I’m part of the team who manage, maintain and continually improve OCSL’s compliance certifications and accreditations. We’ve recently gained our ISO 22301 (Business Continuity) certification. So, I thought it might be timely to provide an update on our latest ISO standard, to go beyond the acronyms of IT compliance and explain why our accreditations are so important. Especially as GDPR becomes a daily reality.
Maintaining the confidentiality, integrity and availability (CIA) of information lies at the heart of compliance risk management. When choosing a managed service provider, it’s critical to ensure they are committed to ensuring the highest possible standards of information security, quality, business continuity and service management.

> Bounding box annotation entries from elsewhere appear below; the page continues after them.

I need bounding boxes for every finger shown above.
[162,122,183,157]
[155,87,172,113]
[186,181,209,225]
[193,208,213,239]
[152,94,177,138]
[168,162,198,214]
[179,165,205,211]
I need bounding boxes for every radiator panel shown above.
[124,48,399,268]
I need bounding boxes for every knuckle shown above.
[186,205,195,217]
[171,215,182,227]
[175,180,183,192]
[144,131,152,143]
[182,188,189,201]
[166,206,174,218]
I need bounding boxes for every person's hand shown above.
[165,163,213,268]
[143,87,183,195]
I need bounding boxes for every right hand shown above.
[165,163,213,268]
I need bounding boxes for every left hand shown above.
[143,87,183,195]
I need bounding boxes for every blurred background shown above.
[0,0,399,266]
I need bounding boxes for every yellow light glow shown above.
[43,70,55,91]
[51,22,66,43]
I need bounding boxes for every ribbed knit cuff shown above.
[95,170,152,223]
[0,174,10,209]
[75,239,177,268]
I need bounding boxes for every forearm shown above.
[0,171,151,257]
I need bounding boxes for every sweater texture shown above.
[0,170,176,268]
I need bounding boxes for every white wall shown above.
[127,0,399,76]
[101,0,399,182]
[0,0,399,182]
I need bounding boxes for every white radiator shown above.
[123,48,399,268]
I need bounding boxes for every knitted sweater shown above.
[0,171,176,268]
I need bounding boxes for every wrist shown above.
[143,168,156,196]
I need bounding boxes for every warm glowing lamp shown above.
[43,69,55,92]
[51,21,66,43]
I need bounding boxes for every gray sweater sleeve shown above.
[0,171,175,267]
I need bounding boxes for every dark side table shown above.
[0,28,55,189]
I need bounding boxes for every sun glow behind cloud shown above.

At OCSL, we chose to implement ISO27001 over 7 years ago, shortly followed by ISO9001, ISO27018 and ISO20000, which is ITIL (Information Technology Infrastructure Library) aligned.

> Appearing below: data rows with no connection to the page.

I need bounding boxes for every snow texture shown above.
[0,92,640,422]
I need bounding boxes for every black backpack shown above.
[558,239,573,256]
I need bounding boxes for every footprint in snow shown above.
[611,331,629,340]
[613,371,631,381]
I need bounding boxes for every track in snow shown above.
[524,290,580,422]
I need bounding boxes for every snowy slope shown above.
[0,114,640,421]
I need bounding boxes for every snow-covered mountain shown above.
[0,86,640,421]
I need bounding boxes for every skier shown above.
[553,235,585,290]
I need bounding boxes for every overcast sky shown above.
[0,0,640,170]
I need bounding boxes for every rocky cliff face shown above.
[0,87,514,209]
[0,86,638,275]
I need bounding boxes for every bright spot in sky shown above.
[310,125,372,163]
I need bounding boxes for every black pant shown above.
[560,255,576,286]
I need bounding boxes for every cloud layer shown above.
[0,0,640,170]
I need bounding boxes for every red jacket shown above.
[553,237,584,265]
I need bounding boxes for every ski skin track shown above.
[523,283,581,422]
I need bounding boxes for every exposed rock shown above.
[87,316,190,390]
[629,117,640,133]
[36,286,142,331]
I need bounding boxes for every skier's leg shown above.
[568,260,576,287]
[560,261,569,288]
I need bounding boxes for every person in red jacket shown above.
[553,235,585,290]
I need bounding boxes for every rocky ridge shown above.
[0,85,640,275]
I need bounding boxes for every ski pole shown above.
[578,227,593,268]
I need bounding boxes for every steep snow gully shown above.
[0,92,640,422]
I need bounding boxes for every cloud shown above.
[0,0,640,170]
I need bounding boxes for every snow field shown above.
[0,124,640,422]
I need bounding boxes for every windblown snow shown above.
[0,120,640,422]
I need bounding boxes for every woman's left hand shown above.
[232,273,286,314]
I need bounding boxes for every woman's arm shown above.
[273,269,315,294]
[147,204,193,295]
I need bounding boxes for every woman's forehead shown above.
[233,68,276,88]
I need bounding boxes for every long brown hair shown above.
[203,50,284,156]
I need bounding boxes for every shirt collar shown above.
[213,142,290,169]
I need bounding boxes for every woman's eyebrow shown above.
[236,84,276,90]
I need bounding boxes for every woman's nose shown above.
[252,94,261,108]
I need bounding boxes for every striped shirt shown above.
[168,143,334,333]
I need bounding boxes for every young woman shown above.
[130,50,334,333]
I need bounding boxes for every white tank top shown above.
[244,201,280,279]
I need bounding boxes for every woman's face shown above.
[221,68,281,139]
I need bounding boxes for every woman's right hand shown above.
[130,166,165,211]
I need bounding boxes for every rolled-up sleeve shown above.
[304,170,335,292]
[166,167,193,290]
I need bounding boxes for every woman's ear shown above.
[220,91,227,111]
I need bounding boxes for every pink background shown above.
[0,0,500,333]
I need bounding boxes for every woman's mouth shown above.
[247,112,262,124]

NEW: ISO 22301 (Business Continuity)
In April 2018 our business continuity management system was the latest to achieve ISO certification. This demonstrates we are following best practice for business continuity management.
Specifically, it requires us to plan, establish, implement, operate, monitor, review, maintain and continually improve a documented management system to protect against, reduce the likelihood of occurrence, prepare for, respond to, and recover from disruptive incidents when they arise.

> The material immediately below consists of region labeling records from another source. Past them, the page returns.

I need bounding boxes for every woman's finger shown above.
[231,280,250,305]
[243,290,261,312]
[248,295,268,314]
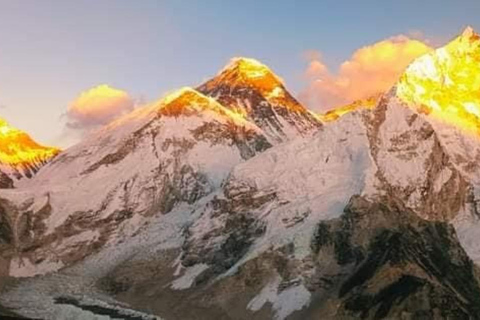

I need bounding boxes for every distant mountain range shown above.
[0,28,480,320]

Examples of disruptive incidents include cyber-attacks, criminal activity such as theft or vandalism, interruption to utility supplies and natural disasters such as floods and fires.
The main objective of ISO27001 is risk management. As part of the certification the organisation needs to have a robust Information Security Management System (ISMS) in place.
The objective is to provide clear assurance that information assets have been identified, security risks have been assessed and a comprehensive and continually-tested framework of policies, procedures and controls have been adopted.
This standard demonstrates an organisation’s ability to implement an efficient and consistent quality system across all operations. This needs to include robust and repeatable processes for monitoring, measurement and continual improvement.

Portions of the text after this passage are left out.